Дик Слейтон, наш босс, вскоре велел мне отложить все дела и заботиться о Марте. В этом был смысл, потому что космическая программа внезапно остановилась на полном ходу. Других астронавтов назначили помогать Пэт Уайт и Бетти Гриссом – им тоже предстояло мучительно привыкать к смерти мужей, к тому же в высшей степени публичной.
Я обнаружил, что у стремления Роджера делать всё безукоризненно существовала и обратная сторона. Он был настоящим хозяином дома, он выписывал все чеки и принимал все решения. Теперь, без него, жена и дети оказались одни в незнакомом море. Марта даже не знала, был ли Роджер застрахован – он всегда сам заботился о таких вещах.

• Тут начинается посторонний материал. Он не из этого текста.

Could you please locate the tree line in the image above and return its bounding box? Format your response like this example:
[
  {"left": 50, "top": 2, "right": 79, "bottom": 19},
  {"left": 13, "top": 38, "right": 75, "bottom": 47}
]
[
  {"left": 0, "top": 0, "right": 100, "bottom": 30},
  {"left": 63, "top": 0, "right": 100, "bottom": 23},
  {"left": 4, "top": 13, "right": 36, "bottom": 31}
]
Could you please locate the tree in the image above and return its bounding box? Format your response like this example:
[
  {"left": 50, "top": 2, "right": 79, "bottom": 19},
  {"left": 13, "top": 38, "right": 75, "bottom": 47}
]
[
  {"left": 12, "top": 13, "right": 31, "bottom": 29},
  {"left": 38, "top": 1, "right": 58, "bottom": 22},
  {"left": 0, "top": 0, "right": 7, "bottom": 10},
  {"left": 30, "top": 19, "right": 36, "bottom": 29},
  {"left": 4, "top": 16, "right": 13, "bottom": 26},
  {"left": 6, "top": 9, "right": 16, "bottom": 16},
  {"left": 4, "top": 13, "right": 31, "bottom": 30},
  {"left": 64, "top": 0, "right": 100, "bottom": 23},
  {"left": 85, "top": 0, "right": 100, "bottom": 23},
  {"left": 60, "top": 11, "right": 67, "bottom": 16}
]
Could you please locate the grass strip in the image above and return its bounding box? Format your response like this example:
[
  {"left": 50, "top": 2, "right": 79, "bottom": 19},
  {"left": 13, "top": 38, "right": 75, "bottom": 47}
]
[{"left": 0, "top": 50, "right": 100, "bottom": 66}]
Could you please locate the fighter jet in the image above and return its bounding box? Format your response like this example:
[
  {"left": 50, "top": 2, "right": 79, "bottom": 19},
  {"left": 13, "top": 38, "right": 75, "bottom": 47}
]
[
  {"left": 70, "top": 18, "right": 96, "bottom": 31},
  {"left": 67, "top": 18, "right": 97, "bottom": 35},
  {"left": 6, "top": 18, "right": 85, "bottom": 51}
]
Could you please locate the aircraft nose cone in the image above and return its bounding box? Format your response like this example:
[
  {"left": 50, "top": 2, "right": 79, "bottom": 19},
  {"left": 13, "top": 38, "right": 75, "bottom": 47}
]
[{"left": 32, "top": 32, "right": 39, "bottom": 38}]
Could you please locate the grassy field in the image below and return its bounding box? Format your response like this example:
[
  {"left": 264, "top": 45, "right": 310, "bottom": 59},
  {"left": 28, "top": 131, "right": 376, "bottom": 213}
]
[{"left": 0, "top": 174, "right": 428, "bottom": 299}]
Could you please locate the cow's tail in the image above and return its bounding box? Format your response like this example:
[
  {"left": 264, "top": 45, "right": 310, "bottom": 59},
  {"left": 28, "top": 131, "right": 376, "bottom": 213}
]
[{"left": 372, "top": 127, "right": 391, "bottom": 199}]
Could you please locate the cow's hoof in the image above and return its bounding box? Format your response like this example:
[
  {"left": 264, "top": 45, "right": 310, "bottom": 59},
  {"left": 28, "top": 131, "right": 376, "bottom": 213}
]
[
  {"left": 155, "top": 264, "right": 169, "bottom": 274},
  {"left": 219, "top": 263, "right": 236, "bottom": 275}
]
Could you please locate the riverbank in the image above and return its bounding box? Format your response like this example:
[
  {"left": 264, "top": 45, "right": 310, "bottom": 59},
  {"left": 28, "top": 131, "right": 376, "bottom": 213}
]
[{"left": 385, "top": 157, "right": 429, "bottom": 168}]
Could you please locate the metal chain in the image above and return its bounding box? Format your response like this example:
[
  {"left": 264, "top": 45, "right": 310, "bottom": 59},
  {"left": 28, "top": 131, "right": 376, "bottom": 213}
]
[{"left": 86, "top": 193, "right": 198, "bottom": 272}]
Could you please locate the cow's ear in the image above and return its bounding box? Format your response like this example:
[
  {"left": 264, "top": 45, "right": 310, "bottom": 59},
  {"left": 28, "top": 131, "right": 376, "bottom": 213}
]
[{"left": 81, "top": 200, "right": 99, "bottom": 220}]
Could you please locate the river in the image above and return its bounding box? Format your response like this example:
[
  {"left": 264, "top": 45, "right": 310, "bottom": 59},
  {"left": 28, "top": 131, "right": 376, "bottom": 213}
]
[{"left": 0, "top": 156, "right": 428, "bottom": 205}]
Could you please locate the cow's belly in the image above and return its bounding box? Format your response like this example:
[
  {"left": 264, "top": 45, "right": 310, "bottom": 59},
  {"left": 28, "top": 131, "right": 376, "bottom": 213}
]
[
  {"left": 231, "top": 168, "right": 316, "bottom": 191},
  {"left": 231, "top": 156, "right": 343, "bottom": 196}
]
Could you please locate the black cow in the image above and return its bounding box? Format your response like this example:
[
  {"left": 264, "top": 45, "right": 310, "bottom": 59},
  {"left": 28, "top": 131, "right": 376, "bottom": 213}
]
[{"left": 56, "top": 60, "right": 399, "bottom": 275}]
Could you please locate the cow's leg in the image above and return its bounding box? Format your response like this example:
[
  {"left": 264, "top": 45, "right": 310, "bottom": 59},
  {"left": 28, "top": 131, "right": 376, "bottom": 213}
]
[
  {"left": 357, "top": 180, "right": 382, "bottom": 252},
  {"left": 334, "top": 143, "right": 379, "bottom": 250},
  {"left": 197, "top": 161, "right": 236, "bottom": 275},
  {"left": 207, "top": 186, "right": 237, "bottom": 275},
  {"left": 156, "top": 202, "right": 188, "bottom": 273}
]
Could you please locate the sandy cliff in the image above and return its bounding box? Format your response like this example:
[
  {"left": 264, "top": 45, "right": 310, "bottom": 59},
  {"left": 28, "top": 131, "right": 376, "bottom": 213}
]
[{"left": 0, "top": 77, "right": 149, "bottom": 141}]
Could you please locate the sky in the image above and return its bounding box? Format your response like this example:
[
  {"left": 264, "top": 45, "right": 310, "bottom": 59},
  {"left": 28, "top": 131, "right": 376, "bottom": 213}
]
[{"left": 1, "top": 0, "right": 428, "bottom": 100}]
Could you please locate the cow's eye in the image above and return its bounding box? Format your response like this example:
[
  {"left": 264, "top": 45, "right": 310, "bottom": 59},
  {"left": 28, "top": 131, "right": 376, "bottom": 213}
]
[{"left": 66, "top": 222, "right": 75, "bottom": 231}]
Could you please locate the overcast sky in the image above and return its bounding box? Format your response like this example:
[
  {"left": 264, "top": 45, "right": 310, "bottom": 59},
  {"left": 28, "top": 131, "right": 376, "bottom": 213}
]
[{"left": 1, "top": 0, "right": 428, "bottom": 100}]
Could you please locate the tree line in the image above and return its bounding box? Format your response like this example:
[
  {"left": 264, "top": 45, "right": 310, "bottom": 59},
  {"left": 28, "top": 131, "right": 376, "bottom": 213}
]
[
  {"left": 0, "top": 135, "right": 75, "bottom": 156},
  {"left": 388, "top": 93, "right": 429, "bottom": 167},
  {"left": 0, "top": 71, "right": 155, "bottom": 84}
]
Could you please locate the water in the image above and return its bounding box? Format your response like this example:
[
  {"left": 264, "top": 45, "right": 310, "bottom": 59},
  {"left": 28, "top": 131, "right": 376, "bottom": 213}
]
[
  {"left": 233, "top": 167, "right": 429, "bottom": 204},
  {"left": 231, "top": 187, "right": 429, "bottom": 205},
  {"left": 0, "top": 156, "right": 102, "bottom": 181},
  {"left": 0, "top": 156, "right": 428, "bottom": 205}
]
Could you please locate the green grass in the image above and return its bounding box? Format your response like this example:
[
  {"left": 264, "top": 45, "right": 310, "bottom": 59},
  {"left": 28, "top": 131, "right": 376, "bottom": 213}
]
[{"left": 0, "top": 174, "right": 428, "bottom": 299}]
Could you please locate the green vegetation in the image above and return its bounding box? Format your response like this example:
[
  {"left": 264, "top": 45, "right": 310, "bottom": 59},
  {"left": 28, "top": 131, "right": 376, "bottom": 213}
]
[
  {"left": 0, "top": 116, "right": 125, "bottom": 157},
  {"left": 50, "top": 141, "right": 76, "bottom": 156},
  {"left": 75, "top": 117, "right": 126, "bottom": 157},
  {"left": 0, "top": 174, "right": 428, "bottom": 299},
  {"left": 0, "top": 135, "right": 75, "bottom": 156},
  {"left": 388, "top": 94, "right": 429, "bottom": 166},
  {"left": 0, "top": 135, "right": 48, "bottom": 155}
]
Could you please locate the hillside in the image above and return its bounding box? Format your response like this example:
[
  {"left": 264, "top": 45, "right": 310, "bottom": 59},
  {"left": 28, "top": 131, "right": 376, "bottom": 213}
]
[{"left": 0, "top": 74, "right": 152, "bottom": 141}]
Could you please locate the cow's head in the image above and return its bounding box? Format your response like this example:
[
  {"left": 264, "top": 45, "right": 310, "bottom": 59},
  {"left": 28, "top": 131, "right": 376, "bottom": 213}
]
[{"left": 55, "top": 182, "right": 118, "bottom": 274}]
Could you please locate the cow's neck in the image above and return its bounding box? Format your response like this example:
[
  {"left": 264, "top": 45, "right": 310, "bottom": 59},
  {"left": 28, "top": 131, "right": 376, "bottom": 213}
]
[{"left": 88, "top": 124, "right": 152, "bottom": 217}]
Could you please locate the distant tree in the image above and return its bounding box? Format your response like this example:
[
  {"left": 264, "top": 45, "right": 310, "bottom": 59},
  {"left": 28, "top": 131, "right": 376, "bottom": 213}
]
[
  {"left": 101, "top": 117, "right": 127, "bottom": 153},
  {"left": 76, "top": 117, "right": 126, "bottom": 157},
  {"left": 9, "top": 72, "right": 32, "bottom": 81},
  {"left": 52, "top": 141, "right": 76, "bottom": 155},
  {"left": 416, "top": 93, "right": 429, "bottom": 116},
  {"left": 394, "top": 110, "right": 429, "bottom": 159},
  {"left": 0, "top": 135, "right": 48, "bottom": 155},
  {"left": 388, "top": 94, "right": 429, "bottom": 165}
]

Следующие несколько дней прошли как в тумане – я пытался привести дела друга в порядок и вернуть его семье чувство безопасности. Барбара была рядом и помогала на каждом шагу.
В маленькой пресвитерианской церкви Уэбстера отслужили панихиду. Небольшая белая часовня у Старого Галвестонского шоссе была переполнена потрясенными друзьями и соседями. Проповедник произнес речь, а затем мы вышли на улицу, и над нами пронеслось звено T-38 с астронавтами за штурвалами, с одним пустым местом в строю. Миновав колокольню, они разошлись в разные стороны. Это была служба лишь для своих, для людей, которые знали троих погибших астронавтов ближе всех, для тех, кто самые важные годы своей жизни проработал в NASA. Мы не просто скорбели – каждый из нас чувствовал личную вину, как если бы мы могли сделать что-то, ну хоть что-нибудь, чтобы не случилась трагедия, которая теперь так потрясла нас.
Холодно было на Арлингтонском национальном кладбище в последний день января, особенно для тех, кто прилетел из Техаса. Резкий ветер трепал гривы шестерки гнедых лошадей, которые медленно цокали по извивающейся дорожке между надгробиями, везя катафалк с гробом Роджера Чаффи, накрытым флагом. На трех лошадях слева скорбно ехали молодые кавалеристы, а у трех справа седла были пусты, символизируя троих погибших седоков. Не одного, а всех троих. Гаса похоронили здесь же, на Арлингтонском, несколькими часами раньше, а Эд нашел покой на кладбище Военной академии США в Вест-Пойнте. Зимнее солнце сияло сквозь высокие облака, но это был черный день, день скорби, худший за все годы космической программы Америки.
Я был в синем военно-морском мундире, под вычищенными до блеска ботинками хрустел иней, когда мы занимали места на короткой траурной церемонии. Я изучал печальную сцену, и сердце мое гулко стучало. Всё было неправильно.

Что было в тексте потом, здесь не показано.